Enzyme‐mediated transglycosylation of rutinose (6‐ O ‐α‐ l ‐rhamnosyl‐ d ‐glucose) to phenolic compounds by a diglycosidase from Acremonium sp. DSM 24697

The structure of the carbohydrate moiety of a natural phenolic glycoside can have a significant effect on the molecular interactions and physicochemical and pharmacokinetic properties of the entire compound, which may include anti‐inflammatory and anticancer activities. The enzyme 6‐ O ‐α‐rhamnosyl‐β‐glucosidase (EC 3.2.1.168) has the capacity to transfer the rutinosyl moiety (6‐ O ‐α‐ l ‐rhamnopyranosyl‐β‐ d ‐glucopyranose) from 7‐ O ‐rutinosylated flavonoids to hydroxylated organic compounds. This transglycosylation reaction was optimized using hydroquinone (HQ) and hesperidin as rutinose acceptor and donor, respectively. Since HQ undergoes oxidation in a neutral to alkaline aqueous environment, the transglycosylation process was carried out at pH values ≤6.0. The structure of 4‐hydroxyphenyl‐β‐rutinoside was confirmed by NMR, that is, a single glycosylated product with a free hydroxyl group was formed.

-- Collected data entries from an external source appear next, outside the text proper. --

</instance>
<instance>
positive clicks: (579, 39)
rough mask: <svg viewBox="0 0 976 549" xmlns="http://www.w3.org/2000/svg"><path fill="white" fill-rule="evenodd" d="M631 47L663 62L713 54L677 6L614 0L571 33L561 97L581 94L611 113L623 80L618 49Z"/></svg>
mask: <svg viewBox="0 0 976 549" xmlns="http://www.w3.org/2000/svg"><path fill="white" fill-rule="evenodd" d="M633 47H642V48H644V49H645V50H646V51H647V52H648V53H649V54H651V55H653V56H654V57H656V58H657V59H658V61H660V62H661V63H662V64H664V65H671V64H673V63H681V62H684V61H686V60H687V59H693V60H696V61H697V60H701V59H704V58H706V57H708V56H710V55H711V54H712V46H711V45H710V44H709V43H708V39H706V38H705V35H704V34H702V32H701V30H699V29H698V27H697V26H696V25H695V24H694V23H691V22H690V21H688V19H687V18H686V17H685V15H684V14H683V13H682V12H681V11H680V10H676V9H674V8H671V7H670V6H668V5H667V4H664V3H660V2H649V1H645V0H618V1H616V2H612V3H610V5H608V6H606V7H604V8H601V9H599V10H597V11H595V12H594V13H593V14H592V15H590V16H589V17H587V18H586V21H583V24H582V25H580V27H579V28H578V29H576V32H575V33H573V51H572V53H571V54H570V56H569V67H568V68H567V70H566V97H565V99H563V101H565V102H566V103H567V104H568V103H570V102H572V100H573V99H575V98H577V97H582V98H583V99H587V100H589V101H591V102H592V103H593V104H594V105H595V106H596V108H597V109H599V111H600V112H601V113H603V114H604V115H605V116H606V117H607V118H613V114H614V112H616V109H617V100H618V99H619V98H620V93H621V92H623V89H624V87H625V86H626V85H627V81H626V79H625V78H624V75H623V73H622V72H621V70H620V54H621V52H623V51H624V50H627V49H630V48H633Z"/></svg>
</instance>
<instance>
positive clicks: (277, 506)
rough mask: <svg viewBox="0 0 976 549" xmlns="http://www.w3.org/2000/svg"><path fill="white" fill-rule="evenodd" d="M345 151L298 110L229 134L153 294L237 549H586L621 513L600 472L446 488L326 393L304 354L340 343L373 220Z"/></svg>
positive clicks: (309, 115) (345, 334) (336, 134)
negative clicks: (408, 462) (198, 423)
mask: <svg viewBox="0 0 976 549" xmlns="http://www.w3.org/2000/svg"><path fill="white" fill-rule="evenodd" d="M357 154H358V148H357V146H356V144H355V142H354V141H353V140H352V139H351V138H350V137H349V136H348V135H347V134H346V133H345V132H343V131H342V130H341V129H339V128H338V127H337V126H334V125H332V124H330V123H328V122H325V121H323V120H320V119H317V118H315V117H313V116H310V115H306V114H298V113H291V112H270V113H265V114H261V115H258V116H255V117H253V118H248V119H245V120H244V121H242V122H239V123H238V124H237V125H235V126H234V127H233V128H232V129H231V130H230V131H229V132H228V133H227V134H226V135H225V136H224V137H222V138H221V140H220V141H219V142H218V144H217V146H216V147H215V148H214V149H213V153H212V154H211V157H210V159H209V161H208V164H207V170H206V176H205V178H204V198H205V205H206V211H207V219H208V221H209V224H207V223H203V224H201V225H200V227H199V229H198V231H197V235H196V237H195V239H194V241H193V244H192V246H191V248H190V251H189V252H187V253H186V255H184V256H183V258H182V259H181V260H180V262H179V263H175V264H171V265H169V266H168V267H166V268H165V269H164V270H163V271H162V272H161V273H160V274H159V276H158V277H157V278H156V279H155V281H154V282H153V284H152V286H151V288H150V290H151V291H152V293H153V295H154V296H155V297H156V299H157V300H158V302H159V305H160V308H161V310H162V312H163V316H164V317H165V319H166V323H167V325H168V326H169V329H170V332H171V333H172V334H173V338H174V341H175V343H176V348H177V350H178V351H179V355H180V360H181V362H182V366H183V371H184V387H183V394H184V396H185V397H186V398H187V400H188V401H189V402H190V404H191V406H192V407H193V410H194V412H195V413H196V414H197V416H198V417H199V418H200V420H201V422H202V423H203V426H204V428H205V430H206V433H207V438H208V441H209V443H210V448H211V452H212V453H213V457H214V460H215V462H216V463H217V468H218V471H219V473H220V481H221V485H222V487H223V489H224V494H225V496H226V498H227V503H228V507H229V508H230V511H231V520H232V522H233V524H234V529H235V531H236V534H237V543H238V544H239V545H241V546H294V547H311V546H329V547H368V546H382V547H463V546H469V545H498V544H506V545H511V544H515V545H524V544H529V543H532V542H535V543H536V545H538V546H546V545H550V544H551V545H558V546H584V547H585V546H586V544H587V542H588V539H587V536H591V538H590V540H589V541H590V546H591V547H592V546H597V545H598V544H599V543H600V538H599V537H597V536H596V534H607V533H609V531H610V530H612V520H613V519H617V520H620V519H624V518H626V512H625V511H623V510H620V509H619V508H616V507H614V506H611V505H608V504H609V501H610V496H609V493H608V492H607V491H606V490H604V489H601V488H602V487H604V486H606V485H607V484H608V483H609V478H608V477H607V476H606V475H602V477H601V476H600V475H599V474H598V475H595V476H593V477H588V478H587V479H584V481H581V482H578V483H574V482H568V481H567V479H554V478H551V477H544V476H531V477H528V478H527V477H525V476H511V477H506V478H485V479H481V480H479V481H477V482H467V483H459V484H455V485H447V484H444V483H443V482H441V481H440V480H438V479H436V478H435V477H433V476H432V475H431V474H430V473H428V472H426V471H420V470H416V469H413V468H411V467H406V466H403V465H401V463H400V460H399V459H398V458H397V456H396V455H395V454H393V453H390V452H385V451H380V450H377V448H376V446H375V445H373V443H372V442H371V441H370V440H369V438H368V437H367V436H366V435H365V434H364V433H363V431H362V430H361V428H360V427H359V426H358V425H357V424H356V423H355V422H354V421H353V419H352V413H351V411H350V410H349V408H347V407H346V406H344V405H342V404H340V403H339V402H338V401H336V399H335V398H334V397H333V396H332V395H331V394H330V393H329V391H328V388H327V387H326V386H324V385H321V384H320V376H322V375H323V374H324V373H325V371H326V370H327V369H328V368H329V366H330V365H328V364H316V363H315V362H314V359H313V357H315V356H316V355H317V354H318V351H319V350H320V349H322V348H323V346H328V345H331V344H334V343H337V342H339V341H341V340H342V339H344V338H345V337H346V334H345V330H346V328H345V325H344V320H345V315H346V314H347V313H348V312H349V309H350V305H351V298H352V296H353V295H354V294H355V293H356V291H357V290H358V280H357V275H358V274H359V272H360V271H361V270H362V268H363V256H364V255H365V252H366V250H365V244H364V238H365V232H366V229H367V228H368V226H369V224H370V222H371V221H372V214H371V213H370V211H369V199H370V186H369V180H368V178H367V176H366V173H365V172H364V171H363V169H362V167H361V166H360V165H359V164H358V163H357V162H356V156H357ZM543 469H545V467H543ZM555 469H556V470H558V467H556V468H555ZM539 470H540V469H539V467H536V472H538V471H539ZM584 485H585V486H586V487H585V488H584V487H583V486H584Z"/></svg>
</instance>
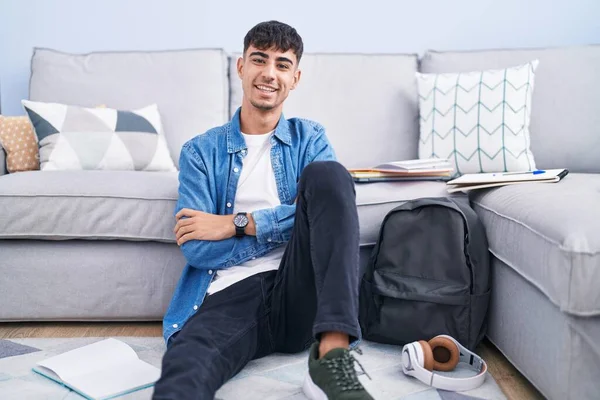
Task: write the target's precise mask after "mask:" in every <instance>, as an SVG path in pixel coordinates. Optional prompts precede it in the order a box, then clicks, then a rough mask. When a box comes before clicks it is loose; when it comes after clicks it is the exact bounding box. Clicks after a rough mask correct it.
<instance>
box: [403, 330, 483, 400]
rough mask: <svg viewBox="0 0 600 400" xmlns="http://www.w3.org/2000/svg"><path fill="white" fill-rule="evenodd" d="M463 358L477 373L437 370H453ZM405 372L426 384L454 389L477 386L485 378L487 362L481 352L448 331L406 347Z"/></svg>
mask: <svg viewBox="0 0 600 400" xmlns="http://www.w3.org/2000/svg"><path fill="white" fill-rule="evenodd" d="M459 362H463V363H466V364H467V365H468V366H469V367H470V368H471V369H474V370H475V371H477V375H475V376H470V377H468V378H451V377H449V376H444V375H440V374H437V373H434V372H433V371H434V370H436V371H452V370H453V369H454V368H455V367H456V365H457V364H458V363H459ZM402 372H404V374H406V375H409V376H413V377H415V378H417V379H418V380H420V381H421V382H423V383H425V384H426V385H429V386H432V387H435V388H438V389H442V390H451V391H459V392H460V391H465V390H471V389H475V388H476V387H478V386H480V385H481V384H482V383H483V381H484V380H485V376H486V374H487V364H486V363H485V361H483V359H482V358H481V357H479V356H478V355H477V354H475V353H473V352H471V351H469V350H468V349H466V348H465V347H464V346H462V345H461V344H460V343H458V341H457V340H456V339H454V338H453V337H451V336H448V335H438V336H436V337H434V338H433V339H431V340H430V341H429V342H426V341H424V340H419V341H416V342H412V343H408V344H406V345H405V346H404V347H403V348H402Z"/></svg>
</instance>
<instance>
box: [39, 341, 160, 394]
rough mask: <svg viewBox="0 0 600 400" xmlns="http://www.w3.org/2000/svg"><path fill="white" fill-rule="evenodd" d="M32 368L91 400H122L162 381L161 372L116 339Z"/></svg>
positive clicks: (102, 343) (126, 346) (125, 345)
mask: <svg viewBox="0 0 600 400" xmlns="http://www.w3.org/2000/svg"><path fill="white" fill-rule="evenodd" d="M32 369H33V371H34V372H37V373H38V374H41V375H43V376H45V377H46V378H49V379H52V380H53V381H55V382H57V383H59V384H61V385H64V386H67V387H68V388H70V389H72V390H74V391H76V392H77V393H79V394H81V395H82V396H84V397H85V398H88V399H111V398H114V397H118V396H121V395H124V394H126V393H130V392H134V391H136V390H140V389H144V388H147V387H150V386H153V385H154V383H155V382H156V381H157V380H158V378H160V369H158V368H156V367H154V366H152V365H150V364H148V363H146V362H144V361H142V360H140V359H139V358H138V355H137V354H136V353H135V351H134V350H133V349H132V348H131V347H129V346H128V345H127V344H126V343H123V342H121V341H120V340H116V339H112V338H110V339H105V340H102V341H99V342H96V343H92V344H90V345H87V346H83V347H80V348H78V349H75V350H71V351H68V352H66V353H63V354H60V355H57V356H54V357H51V358H48V359H46V360H43V361H40V362H38V363H37V364H36V366H34V367H33V368H32Z"/></svg>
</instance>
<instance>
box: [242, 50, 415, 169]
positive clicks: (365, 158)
mask: <svg viewBox="0 0 600 400" xmlns="http://www.w3.org/2000/svg"><path fill="white" fill-rule="evenodd" d="M239 56H240V54H233V55H232V57H231V61H230V67H231V70H230V75H231V113H232V115H233V113H234V112H235V111H236V110H237V108H238V107H239V106H240V105H241V104H242V94H243V92H242V84H241V80H240V79H239V77H238V75H237V71H236V62H237V59H238V58H239ZM417 63H418V60H417V55H416V54H396V55H364V54H304V55H303V56H302V59H301V60H300V64H299V67H300V70H301V71H302V75H301V79H300V83H299V84H298V87H297V88H296V89H295V90H293V91H291V92H290V95H289V97H288V98H287V100H286V103H285V107H284V110H283V112H284V114H285V116H286V117H287V118H292V117H300V118H306V119H310V120H314V121H317V122H319V123H321V124H322V125H323V126H324V127H325V129H326V131H327V137H328V138H329V139H330V141H331V142H332V144H333V147H334V148H335V150H336V154H337V157H338V159H339V161H340V162H341V163H342V164H344V165H345V166H346V167H348V168H354V167H370V166H373V165H377V164H380V163H382V162H387V161H395V160H404V159H413V158H417V142H418V139H419V120H418V115H419V114H418V110H417V108H418V106H417V102H418V97H417V86H416V81H415V73H416V71H417Z"/></svg>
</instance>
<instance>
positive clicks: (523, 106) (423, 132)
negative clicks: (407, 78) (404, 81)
mask: <svg viewBox="0 0 600 400" xmlns="http://www.w3.org/2000/svg"><path fill="white" fill-rule="evenodd" d="M538 64H539V61H538V60H533V61H530V62H528V63H527V64H523V65H518V66H514V67H510V68H506V69H496V70H483V71H472V72H463V73H441V74H425V73H417V84H418V90H419V114H420V118H419V124H420V138H419V158H431V157H437V158H447V159H448V160H450V161H451V162H453V163H454V167H455V176H459V175H461V174H465V173H483V172H509V171H523V170H530V169H534V168H535V160H534V157H533V154H532V152H531V149H530V132H529V121H530V116H531V99H532V94H533V88H534V78H535V71H536V68H537V66H538Z"/></svg>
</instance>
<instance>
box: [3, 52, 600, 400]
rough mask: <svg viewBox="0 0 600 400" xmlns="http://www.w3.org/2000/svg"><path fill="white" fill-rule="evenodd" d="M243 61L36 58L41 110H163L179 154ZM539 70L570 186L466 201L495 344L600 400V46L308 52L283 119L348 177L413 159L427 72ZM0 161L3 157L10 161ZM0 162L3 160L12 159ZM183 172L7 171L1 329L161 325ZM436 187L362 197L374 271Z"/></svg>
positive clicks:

The highest yield of 4‐hydroxyphenyl‐β‐rutinoside (38%, regarding hesperidin) was achieved in a 2‐h process at pH 5.0 and 30 °C, with 36 mM OH‐acceptor and 5% (v/v) cosolvent. Under the same conditions, the enzyme synthesized glycoconjugates of various phenolic compounds (phloroglucinol, resorcinol, pyrogallol, catechol), with yields between 12% and 28% and an apparent direct linear relationship between the yield and the p K a value of the aglycon. This work is a contribution to the development of convenient and sustainable processes for the glycosylation of small phenolic compounds.